Syd breathed again. Once. Then Belle leaped out and McGillivray followed.
“Come on,” he said to Syd. “And watch out for snakes.”
“Snakes?” Dear God. Syd huddled deeper into the quilt. But even as she sat there she heard his footsteps disappearing around the side of the building. And in the silence there were rustlings in the shrubbery, the sound of branches cracking, slitherings—
“Wait! I’m coming!” She leaped out of the Jeep, hitched up the quilt and flew after him. Breathless, heart pounding, she rounded the corner of the house just as the porch light went on.
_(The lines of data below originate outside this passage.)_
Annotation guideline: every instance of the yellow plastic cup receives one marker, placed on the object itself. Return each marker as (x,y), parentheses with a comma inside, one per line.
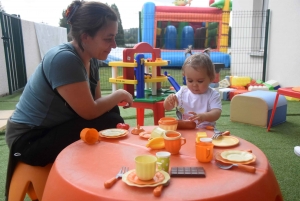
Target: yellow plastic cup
(145,167)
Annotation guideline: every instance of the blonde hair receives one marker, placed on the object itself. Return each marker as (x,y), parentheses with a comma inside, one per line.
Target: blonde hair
(200,61)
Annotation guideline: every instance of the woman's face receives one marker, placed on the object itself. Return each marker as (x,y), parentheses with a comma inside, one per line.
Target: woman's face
(196,81)
(101,44)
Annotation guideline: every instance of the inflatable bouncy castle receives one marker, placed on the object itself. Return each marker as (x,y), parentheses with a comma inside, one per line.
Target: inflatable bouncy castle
(174,28)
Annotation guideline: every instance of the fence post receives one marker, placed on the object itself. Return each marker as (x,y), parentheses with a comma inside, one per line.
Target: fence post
(266,46)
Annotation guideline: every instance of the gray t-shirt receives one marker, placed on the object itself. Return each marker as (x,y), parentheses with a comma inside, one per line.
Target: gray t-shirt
(39,105)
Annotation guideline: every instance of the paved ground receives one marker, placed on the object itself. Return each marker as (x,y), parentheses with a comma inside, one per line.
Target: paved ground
(4,115)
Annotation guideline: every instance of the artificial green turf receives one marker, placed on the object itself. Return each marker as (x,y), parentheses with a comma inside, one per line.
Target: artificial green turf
(278,145)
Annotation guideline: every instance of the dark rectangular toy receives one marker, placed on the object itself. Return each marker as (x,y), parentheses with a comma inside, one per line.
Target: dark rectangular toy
(187,172)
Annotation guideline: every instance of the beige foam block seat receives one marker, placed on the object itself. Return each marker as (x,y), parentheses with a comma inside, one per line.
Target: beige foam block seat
(28,179)
(256,108)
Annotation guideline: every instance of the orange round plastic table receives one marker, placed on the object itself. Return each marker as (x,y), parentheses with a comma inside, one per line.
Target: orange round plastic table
(80,171)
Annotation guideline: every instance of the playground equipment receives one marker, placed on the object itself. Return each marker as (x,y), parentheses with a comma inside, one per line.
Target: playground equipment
(173,28)
(136,72)
(256,107)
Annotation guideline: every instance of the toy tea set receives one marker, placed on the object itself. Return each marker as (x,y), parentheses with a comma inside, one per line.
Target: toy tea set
(153,171)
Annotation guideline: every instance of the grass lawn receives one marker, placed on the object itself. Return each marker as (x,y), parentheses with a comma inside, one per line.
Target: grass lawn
(278,145)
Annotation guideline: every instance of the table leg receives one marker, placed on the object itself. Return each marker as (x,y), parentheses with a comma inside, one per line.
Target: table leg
(273,111)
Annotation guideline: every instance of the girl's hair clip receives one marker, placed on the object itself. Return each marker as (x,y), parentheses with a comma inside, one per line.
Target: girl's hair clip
(70,12)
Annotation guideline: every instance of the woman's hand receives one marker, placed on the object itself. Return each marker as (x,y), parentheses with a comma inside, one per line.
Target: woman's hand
(211,116)
(125,97)
(170,102)
(199,117)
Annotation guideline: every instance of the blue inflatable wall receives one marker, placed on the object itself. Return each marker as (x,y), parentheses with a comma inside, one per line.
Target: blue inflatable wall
(148,14)
(187,37)
(170,37)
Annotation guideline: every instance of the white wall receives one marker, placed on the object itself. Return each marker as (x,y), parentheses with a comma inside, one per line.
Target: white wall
(284,54)
(3,73)
(283,51)
(35,43)
(31,47)
(246,58)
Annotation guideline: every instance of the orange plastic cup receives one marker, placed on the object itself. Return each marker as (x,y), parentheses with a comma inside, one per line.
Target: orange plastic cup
(204,150)
(90,135)
(173,141)
(168,123)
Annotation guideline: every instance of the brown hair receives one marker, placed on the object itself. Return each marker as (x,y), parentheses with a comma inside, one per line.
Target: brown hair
(88,17)
(197,61)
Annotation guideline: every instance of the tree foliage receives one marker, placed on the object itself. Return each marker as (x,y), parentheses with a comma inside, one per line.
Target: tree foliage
(1,8)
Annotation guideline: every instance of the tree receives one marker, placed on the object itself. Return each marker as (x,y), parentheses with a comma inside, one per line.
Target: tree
(1,8)
(120,36)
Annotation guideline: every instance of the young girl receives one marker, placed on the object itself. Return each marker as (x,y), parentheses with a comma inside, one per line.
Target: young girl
(197,101)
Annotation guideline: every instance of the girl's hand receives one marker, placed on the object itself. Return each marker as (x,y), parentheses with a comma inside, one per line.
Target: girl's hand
(170,102)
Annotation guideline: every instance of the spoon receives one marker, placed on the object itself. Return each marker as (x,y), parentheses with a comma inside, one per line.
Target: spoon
(178,113)
(242,167)
(158,189)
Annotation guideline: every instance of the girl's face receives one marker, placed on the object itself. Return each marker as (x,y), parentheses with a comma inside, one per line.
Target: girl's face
(196,81)
(101,44)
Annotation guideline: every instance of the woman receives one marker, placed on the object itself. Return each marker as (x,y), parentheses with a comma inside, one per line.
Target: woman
(63,95)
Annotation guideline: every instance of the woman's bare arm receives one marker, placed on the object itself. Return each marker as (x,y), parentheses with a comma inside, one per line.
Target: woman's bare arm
(78,96)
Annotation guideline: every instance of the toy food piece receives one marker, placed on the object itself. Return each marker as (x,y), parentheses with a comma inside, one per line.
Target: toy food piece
(157,132)
(137,130)
(89,135)
(145,134)
(156,143)
(123,126)
(186,124)
(200,135)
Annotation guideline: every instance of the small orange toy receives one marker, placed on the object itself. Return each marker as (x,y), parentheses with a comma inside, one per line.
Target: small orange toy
(137,130)
(90,135)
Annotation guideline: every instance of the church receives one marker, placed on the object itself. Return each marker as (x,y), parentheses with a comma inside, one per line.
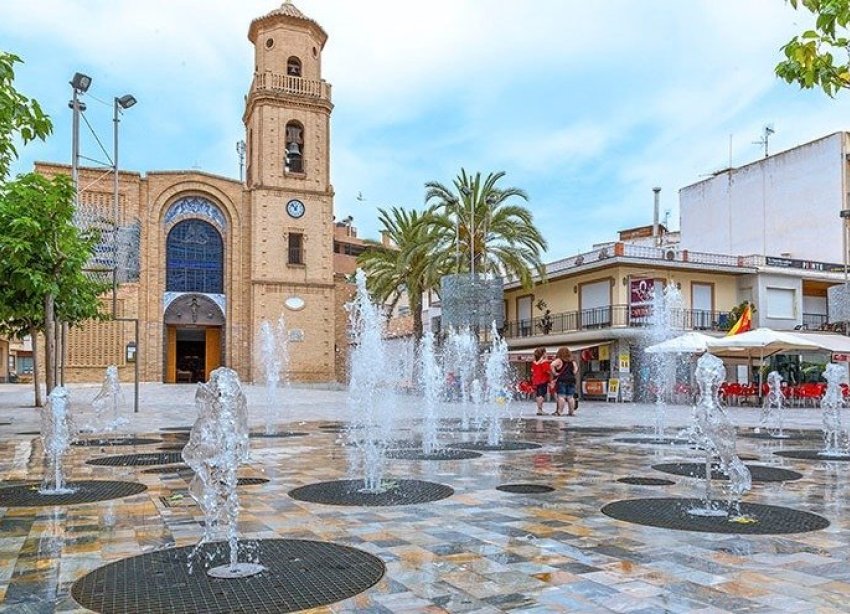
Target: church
(208,258)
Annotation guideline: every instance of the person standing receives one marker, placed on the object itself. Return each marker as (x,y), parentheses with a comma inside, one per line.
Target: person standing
(564,369)
(541,373)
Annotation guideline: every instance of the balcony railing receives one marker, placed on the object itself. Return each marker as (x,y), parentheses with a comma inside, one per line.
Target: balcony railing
(815,321)
(614,316)
(287,84)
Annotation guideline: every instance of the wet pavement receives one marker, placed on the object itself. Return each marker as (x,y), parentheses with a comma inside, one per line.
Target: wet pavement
(478,550)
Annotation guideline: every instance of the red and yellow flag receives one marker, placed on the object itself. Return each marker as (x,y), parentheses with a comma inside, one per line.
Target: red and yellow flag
(744,323)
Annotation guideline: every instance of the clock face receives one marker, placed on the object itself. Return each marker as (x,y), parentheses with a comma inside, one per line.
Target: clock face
(295,208)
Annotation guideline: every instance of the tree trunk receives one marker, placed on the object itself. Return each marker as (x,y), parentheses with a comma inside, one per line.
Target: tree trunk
(35,381)
(49,343)
(416,308)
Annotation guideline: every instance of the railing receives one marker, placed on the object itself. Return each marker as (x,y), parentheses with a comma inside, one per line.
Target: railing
(814,321)
(614,316)
(292,85)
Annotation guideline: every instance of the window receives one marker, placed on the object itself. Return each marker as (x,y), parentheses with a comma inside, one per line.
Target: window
(296,248)
(781,303)
(24,364)
(294,154)
(596,304)
(194,260)
(293,67)
(702,304)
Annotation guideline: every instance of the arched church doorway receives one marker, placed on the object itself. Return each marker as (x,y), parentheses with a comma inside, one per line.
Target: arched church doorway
(194,338)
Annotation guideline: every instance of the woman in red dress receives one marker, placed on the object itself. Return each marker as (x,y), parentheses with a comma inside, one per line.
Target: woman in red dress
(541,372)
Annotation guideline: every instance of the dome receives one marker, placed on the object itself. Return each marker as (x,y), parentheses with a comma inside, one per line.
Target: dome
(287,12)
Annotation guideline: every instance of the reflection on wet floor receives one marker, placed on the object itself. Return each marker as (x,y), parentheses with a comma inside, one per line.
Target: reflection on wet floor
(479,550)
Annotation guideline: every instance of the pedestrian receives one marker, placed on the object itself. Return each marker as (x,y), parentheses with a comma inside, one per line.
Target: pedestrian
(541,374)
(564,370)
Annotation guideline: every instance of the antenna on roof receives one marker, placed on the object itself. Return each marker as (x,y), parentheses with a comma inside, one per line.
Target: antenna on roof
(765,139)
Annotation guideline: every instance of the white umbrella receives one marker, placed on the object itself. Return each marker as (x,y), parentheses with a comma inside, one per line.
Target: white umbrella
(759,342)
(689,343)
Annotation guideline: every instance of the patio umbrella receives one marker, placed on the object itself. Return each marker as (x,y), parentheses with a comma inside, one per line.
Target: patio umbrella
(689,343)
(760,342)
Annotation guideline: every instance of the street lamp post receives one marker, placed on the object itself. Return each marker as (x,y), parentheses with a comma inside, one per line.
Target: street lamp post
(124,102)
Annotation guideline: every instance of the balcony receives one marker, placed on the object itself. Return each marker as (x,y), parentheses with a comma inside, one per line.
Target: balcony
(614,316)
(295,86)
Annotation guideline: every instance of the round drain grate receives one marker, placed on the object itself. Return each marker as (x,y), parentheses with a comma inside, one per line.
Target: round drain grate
(657,441)
(281,435)
(348,492)
(128,460)
(592,430)
(789,436)
(87,491)
(525,489)
(444,454)
(115,441)
(505,446)
(673,514)
(251,481)
(760,473)
(300,575)
(169,469)
(646,481)
(811,455)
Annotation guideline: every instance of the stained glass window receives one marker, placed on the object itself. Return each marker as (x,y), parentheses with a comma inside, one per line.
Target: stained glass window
(194,258)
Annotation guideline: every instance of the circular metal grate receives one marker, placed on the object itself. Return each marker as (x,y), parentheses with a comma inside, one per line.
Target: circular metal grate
(115,441)
(128,460)
(444,454)
(86,491)
(673,514)
(348,492)
(251,481)
(646,481)
(656,441)
(789,436)
(811,455)
(281,435)
(760,473)
(592,430)
(169,469)
(505,446)
(525,489)
(300,575)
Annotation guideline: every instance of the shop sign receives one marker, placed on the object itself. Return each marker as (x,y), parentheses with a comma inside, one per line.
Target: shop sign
(641,290)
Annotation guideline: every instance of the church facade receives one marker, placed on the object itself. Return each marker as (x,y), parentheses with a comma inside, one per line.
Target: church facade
(210,258)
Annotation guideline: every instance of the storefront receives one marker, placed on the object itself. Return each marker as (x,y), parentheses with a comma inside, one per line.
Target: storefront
(593,359)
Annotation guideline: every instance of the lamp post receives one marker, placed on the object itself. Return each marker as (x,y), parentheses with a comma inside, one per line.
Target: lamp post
(124,102)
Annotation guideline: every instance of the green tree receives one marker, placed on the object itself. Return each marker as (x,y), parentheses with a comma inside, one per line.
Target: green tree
(405,266)
(482,222)
(42,260)
(20,117)
(820,57)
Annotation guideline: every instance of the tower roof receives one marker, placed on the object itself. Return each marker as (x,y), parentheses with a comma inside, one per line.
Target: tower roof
(287,12)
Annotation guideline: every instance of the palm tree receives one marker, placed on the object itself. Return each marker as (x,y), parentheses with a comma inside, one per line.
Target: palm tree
(487,230)
(405,266)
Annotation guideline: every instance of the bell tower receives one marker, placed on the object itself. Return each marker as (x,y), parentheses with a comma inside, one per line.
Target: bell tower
(287,124)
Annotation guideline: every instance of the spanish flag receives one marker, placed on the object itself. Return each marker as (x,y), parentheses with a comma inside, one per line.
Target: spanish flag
(744,323)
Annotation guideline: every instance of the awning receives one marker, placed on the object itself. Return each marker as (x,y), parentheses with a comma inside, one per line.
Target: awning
(830,342)
(527,355)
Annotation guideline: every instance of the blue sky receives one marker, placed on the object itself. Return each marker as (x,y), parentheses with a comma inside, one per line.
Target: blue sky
(585,105)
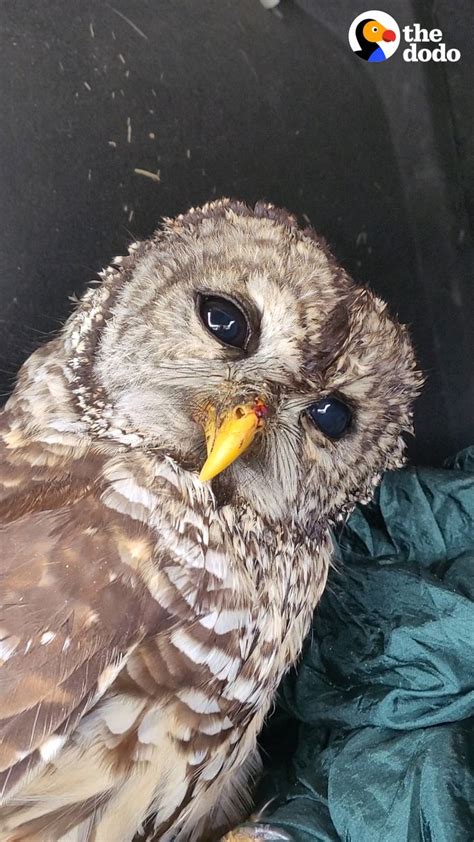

Correction: porch lights. A whole string of glowing pink flamingos interspersed with neon-green palm trees dangled along the edge of his roof.
“Why am I not surprised?” Syd muttered. “All you need now is a string of hula girls.”
“Wrong islands,” he said cheerfully from the doorway. “But I didn’t let that stop me,” he said as he flipped another switch and strings of hula girls lit up each of the porch columns.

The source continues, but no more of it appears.